Network design is becoming increasingly complex
However, higher data rates also increase the complexity of solutions and offerings. As mentioned at the beginning, it is not necessarily a matter of fully utilizing 800G for each port, but of supporting the bandwidth requirements of the end devices. Examples of this are Spine-Leaf connections with 4 x 200G or Leaf-Server connections with 400G ports, operated as 8 x 50G ports, which at the same time makes the network more energy efficient. To achieve this, a variety of solutions exist, as well as new transceiver interfaces.
LC duplex and MPO/MTP connectors (12/24 fibers) are the well-known interfaces for transmission speeds of 10, 40 and 100G. For higher data rates such as 400G and 800G and beyond, additional connector faces such as MDC, SN and CS (Very-Small-Form-Factor connectors), as well as MTP/MPO connectors with 16 fibers in a row have been introduced.
For network operators, it is a challenge to keep track and choose the right technology and network components for their needs. Requirements for increasing bandwidths in network expansions also often conflict with a lack of space for additional areas or costs incurred as a result. Network equipment suppliers are therefore constantly working on new solutions to enable more density in the same space and to keep the network design scalable and at the same time as simple as possible.
Port breakout applications for more sustainability
In addition to better utilization of the high-speed ports and the associated port density, port breakout applications can also positively influence the power consumption of the network components and transceivers.

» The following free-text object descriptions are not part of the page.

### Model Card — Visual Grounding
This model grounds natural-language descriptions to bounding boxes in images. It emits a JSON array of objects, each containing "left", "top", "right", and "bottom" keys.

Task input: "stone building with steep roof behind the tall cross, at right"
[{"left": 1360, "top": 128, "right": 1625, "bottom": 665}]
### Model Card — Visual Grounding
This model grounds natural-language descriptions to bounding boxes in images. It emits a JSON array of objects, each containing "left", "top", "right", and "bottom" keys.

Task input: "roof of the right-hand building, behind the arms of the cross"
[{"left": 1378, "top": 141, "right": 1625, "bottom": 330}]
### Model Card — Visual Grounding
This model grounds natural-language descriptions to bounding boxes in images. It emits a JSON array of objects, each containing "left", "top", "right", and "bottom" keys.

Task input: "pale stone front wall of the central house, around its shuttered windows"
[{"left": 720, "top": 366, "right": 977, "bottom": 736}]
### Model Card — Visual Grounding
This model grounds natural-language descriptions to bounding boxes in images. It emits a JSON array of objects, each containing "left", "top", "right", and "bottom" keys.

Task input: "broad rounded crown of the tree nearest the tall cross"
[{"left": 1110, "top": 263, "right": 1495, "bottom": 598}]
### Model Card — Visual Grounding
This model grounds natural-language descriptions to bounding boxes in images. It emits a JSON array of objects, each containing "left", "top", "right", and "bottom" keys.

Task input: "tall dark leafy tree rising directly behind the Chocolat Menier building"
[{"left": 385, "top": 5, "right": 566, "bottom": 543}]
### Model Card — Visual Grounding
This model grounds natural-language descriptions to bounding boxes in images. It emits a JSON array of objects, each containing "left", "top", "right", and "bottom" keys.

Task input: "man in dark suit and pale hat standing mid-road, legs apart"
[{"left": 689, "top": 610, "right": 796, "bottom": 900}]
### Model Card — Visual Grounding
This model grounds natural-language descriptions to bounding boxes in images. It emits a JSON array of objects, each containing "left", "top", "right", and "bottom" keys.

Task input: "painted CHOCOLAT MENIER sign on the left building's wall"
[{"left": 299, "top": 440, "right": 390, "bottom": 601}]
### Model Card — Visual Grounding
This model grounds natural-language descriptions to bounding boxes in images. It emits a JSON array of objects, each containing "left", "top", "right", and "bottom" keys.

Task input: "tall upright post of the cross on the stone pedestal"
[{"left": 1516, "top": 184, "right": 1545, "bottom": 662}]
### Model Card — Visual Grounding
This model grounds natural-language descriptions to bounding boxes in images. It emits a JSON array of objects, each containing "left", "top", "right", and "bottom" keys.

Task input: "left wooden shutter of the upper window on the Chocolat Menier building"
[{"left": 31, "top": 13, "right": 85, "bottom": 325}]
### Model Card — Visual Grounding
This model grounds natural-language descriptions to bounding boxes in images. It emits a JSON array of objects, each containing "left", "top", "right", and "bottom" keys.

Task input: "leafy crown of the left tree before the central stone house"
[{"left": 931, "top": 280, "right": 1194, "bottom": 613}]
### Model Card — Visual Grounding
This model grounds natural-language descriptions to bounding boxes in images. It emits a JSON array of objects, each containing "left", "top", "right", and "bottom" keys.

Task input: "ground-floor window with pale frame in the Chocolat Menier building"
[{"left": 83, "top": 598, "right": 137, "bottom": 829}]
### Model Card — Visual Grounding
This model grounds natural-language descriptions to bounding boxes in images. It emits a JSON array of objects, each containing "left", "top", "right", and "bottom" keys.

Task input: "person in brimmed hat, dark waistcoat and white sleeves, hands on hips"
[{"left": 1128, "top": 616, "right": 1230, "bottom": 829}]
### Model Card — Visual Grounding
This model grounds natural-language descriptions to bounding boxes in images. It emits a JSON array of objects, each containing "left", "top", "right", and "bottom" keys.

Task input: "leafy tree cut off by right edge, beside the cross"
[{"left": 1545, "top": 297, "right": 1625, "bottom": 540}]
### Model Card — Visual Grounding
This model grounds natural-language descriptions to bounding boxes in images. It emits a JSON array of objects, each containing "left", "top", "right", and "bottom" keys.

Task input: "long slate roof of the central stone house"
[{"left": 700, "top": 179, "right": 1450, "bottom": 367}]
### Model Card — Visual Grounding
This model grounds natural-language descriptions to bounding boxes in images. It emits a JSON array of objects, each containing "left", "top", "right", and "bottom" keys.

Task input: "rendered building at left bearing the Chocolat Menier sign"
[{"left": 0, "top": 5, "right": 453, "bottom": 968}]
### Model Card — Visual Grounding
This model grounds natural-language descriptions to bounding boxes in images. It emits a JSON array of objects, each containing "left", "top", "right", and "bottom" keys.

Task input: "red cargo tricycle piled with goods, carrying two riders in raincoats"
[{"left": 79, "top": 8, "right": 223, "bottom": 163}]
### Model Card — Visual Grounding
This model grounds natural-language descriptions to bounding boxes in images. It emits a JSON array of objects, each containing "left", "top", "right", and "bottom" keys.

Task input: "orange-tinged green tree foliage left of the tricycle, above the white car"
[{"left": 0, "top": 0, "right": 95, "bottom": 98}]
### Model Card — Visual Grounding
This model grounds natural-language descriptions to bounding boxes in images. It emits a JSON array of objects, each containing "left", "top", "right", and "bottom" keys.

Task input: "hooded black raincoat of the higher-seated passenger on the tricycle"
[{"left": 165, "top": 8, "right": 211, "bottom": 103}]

The power consumption of a 100G duplex transceiver for a QSFP-DD is about 4.5 watts, while a 400G parallel optical transceiver operated in breakout mode as 4 ports with 100G each consumes only 3 watts per port. This equates to savings of up to 30 percent, notwithstanding the additional savings in air conditioning and switch chassis power consumption and their contribution to space savings.
Effects on the network infrastructure
Scalable use of the backbone or trunk cabling is given when the lowest common multiple serves as the basis. For duplex applications, this would classically correspond to “Factor 4”, i.e. base-8 cabling, on the basis of which -R4 or -R8 transceiver models can be mapped. This type of cabling thus supports both current technologies and future developments.

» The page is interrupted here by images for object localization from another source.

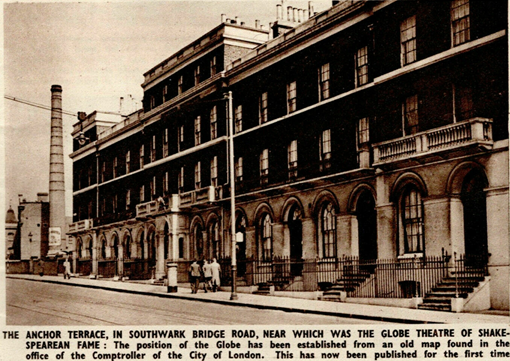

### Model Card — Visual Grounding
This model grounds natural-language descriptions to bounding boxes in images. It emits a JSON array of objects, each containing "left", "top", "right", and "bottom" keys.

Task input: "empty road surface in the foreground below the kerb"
[{"left": 6, "top": 278, "right": 386, "bottom": 326}]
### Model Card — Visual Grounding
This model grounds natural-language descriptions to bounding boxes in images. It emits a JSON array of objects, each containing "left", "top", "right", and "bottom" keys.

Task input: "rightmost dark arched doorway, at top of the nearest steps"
[{"left": 461, "top": 171, "right": 488, "bottom": 265}]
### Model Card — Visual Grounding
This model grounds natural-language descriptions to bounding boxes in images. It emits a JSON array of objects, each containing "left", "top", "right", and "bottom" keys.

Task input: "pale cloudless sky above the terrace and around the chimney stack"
[{"left": 0, "top": 0, "right": 331, "bottom": 216}]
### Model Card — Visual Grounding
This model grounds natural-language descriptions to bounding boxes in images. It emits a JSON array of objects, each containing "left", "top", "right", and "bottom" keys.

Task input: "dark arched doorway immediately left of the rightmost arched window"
[{"left": 356, "top": 190, "right": 377, "bottom": 262}]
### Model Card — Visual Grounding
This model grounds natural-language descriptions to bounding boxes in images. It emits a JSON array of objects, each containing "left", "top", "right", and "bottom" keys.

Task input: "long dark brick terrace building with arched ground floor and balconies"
[{"left": 69, "top": 0, "right": 509, "bottom": 311}]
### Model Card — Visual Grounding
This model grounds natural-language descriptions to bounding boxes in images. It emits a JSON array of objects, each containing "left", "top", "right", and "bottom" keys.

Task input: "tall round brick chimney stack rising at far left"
[{"left": 49, "top": 85, "right": 66, "bottom": 254}]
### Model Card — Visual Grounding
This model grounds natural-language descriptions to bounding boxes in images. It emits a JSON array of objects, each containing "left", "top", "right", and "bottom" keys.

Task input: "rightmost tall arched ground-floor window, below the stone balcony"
[{"left": 401, "top": 185, "right": 424, "bottom": 253}]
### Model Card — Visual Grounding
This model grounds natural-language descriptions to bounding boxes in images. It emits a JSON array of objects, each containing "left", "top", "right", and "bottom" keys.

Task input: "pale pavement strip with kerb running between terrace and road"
[{"left": 7, "top": 274, "right": 510, "bottom": 324}]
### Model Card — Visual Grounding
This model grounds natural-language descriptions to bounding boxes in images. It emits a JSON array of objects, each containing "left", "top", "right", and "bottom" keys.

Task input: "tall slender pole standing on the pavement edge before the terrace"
[{"left": 225, "top": 91, "right": 237, "bottom": 300}]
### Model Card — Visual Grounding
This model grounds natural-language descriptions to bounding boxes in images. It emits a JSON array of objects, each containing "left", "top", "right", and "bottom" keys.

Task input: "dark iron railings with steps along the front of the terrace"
[{"left": 208, "top": 252, "right": 488, "bottom": 298}]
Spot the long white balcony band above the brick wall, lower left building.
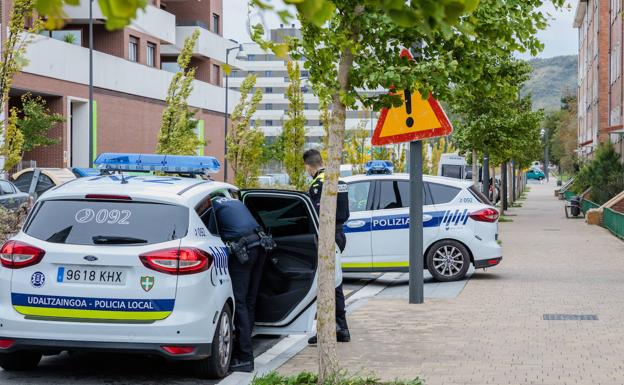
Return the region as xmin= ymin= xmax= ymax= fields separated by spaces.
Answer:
xmin=23 ymin=35 xmax=240 ymax=112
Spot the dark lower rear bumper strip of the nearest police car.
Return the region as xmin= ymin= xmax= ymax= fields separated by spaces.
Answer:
xmin=0 ymin=336 xmax=212 ymax=360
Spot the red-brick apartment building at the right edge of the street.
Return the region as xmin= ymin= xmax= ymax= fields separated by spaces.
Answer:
xmin=574 ymin=0 xmax=624 ymax=157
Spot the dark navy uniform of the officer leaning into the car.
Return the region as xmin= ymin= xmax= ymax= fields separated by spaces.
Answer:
xmin=213 ymin=198 xmax=266 ymax=364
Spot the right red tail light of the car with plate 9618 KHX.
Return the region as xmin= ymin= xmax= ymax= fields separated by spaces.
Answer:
xmin=139 ymin=247 xmax=212 ymax=275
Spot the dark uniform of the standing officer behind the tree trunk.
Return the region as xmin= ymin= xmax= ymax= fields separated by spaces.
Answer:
xmin=309 ymin=168 xmax=349 ymax=339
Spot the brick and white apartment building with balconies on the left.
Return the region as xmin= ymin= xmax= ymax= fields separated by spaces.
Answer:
xmin=7 ymin=0 xmax=238 ymax=179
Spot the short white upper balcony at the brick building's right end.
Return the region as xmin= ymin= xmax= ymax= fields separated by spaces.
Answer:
xmin=160 ymin=26 xmax=238 ymax=68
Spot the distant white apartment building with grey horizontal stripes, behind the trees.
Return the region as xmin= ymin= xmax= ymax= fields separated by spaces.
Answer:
xmin=229 ymin=25 xmax=377 ymax=151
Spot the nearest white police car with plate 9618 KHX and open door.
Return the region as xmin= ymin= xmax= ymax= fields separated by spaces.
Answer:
xmin=0 ymin=154 xmax=342 ymax=377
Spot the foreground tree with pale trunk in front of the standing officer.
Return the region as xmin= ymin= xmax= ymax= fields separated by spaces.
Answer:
xmin=253 ymin=0 xmax=562 ymax=383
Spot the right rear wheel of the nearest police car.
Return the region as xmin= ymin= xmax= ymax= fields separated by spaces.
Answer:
xmin=191 ymin=304 xmax=234 ymax=378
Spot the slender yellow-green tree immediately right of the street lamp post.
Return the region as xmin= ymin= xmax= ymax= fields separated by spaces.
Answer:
xmin=226 ymin=75 xmax=264 ymax=188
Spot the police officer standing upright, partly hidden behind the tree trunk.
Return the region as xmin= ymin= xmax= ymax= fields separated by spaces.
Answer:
xmin=303 ymin=149 xmax=351 ymax=344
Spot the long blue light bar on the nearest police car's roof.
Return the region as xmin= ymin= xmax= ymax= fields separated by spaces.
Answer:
xmin=93 ymin=152 xmax=221 ymax=174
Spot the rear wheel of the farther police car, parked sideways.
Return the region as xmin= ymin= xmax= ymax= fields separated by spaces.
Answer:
xmin=427 ymin=240 xmax=470 ymax=282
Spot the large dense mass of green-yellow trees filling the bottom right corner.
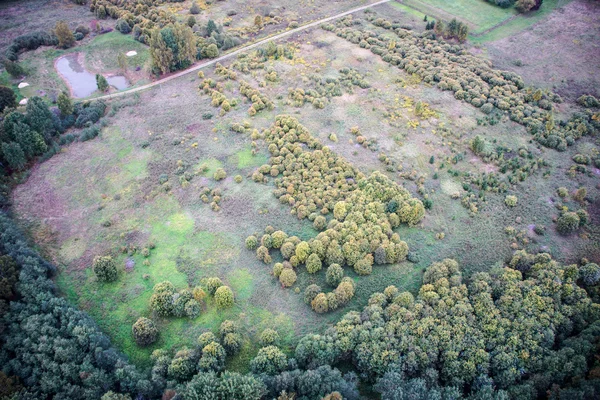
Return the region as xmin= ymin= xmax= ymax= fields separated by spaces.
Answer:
xmin=295 ymin=254 xmax=600 ymax=399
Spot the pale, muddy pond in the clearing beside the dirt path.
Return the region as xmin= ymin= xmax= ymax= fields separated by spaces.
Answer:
xmin=55 ymin=53 xmax=129 ymax=98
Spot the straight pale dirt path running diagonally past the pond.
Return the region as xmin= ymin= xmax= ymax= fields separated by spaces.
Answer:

In addition to the selection of a granular, scalable backbone, it is also important to plan sufficient fiber reserves for future upgrades or to implement expansions with the least possible change effort. With sufficient fiber reserve planned, network adjustments can be implemented by replacing a few components: For example, an upgrade from 10G to 40/100G or 400/800G can be implemented by replacing MPO/MTP to LC modules and LC duplex patch cables with MTP adapter panels and MTP patch cables without making any changes to the backbone (fiber plant).
Modular fiber housings also allow a mix of different technologies and the integration of new mating faces (very-small-form-factor connectors) with a few simple steps. Options for mapping are also available today: 8-, 12-, 24- and 36-fiber modules. The use of bend-insensitive fiber also helps make the cabling infrastructure durable, reliable and fail-safe.
Being prepared pays off
Data rates of 400 or 800G are still a long way off for most enterprise data center operators, but bandwidth demand is growing – and fast. Sales of 400G and 800G transceivers are already on the rise. So it pays to be prepared, rather than having to upgrade later under time pressure. Data center operators can make their facilities ready for 400G and 800G now, with just a few changes, to be optimally prepared for the future. Of course, this also applies to Fibre Channel applications.